Last week, a hobbyist experimenting with the new Flux AI image synthesis model discovered that it is unexpectedly good at rendering custom reproductions of fonts. While far more efficient methods of rendering computer fonts have existed for decades, the new technique is useful for AI image hobbyists because Flux is able to render images of accurate text, and users can now directly insert words rendered in custom fonts into AI image generation.
We’ve had the technology to produce accurately flowing computer-rendered fonts in custom shapes since the 1980s (1970s in the research space), so creating an AI-replicated font in itself isn’t big news. But a new technique means you could see a particular font appear in AI-generated images, say of a chalkboard menu in a photorealistic restaurant, or a printed business card held by a cyborg fox.
Shortly after the rise of mainstream AI image synthesis models like Stable Diffusion in 2022, some people started asking: how can I insert my own product, garment, character, or style into an AI-generated image? One answer that emerged came in the form of LoRA (low-rank adaptation), a technique discovered in 2021 that allows users to augment knowledge in a base AI model with modular, custom-trained add-ons.
These LoRAs, as the modules are called, allow image synthesis models to create new concepts that are not originally (or poorly) represented in the base model's training data. In practice, image synthesis enthusiasts use them to render unique styles (e.g., everything in chalk drawings) or subjects (detailed images of Spider-Man, for example). Each LoRA must be specially trained using user-supplied examples.
Until Flux, most AI image generators weren’t very good at accurately rendering text within a scene. If you turned on Stable Diffusion 1.5 to render a sign that said “cheese,” it would return gibberish. OpenAI’s DALL-E 3, released last year, was the first mainstream model that could render text reasonably well. Flux still makes mistakes with words and letters, but it’s the most capable AI model for rendering “in-world text” (if you will) that we’ve seen yet.
Because Flux is an open model that is available for download and refinement, the past month was the first time that training a font with LoRA might make sense. That's exactly what a AI enthusiast Vadim Fedenko (who had not responded to a request for an interview at the time of going to press) recently discovered. “I'm really impressed with how this turned out,” Fedenko wrote in a Reddit post. “Flux picks up on what letters look like in a certain style/font, making it possible to train Loras with specific fonts, typefaces, etc. I'll be training more of these soon.”

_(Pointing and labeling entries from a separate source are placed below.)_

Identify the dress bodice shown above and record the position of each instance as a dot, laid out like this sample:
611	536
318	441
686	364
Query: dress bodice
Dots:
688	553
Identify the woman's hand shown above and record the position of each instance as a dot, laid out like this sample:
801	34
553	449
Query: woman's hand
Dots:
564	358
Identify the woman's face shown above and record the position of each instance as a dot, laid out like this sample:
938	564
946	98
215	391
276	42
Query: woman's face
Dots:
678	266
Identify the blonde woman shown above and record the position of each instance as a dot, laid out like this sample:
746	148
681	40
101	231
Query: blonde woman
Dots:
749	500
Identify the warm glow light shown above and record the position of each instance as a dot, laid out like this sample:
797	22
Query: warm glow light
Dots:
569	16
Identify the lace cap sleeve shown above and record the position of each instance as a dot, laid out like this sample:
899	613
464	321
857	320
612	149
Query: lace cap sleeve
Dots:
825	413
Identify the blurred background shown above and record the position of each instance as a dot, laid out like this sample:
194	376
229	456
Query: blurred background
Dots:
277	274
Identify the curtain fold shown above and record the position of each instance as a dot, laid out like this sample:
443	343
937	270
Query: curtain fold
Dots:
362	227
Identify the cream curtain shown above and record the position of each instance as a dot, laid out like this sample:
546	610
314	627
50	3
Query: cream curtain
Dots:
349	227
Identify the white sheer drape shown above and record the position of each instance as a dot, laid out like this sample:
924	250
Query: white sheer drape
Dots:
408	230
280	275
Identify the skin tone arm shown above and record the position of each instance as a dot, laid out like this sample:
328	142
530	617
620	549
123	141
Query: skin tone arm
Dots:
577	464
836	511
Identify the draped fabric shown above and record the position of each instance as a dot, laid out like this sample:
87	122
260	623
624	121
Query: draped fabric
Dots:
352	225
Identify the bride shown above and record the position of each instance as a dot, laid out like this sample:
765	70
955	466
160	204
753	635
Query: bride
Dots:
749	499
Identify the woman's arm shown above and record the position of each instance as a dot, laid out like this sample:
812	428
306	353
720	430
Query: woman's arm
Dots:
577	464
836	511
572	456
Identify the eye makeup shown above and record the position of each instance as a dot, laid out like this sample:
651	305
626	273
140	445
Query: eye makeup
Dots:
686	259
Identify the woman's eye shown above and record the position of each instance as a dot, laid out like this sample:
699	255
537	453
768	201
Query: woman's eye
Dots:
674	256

For his first experiment, Fedenko chose a cheerful “Y2K” font reminiscent of the fonts popular in the late 1990s and early 2000s. The resulting model was published on the Civitai platform on August 20. Two days later, a Civitai user named “AggravatingScree7189” posted a second LoRA font that reproduces a font similar to one found in the Cyberpunk2077 video game.
“Text was so bad it never occurred to me you could do this,” wrote a Reddit user named eggs-benedryl when responding to Fedenko’s post about the Y2K font. Another Redditor wrote, “I didn’t know the Y2K journal was fake until I zoomed in.”
Is it an exaggeration?
It's true that using a deeply trained image synthesis neural network to render a plain old font on a simple background is probably overkill. You probably wouldn't want to use this method to replace Adobe Illustrator when designing a document.
“This looks good, but it's funny how we're reinventing the idea of fonts as 300MB LoRAs,” one Reddit commenter wrote in a thread about the Cyberpunk2077 font.
Generative AI is often criticized for its environmental impact, and it’s a legitimate concern for massive cloud data centers. But we see that Flux can insert these fonts into AI-generated scenes while running them locally on an RTX 3060 in a quantized (smaller) form (and the entire dev model can be run on an RTX 3090). It’s comparable to the electricity consumption of playing a video game on the same PC. The same goes for LoRA creation: the creator of the Cyberpunk2077 font trained the LoRA in three hours on a 3090 GPU.
There are also ethical issues with using AI image generators, such as how they’re trained on harvested data without the content owner’s permission. While the technology is divisive among some artists, a large community of people use it every day and share the results online via social media platforms like Reddit, leading to new applications of the technology like this one.
At the time of writing, there are only two custom Flux font LoRAs, but we've heard of plans from people to create more as we write. While it's still early days, the technique of creating LoRA fonts could become fundamental if AI image synthesis becomes more widely deployed in the future. Adobe, with its own image synthesis models, is likely watching.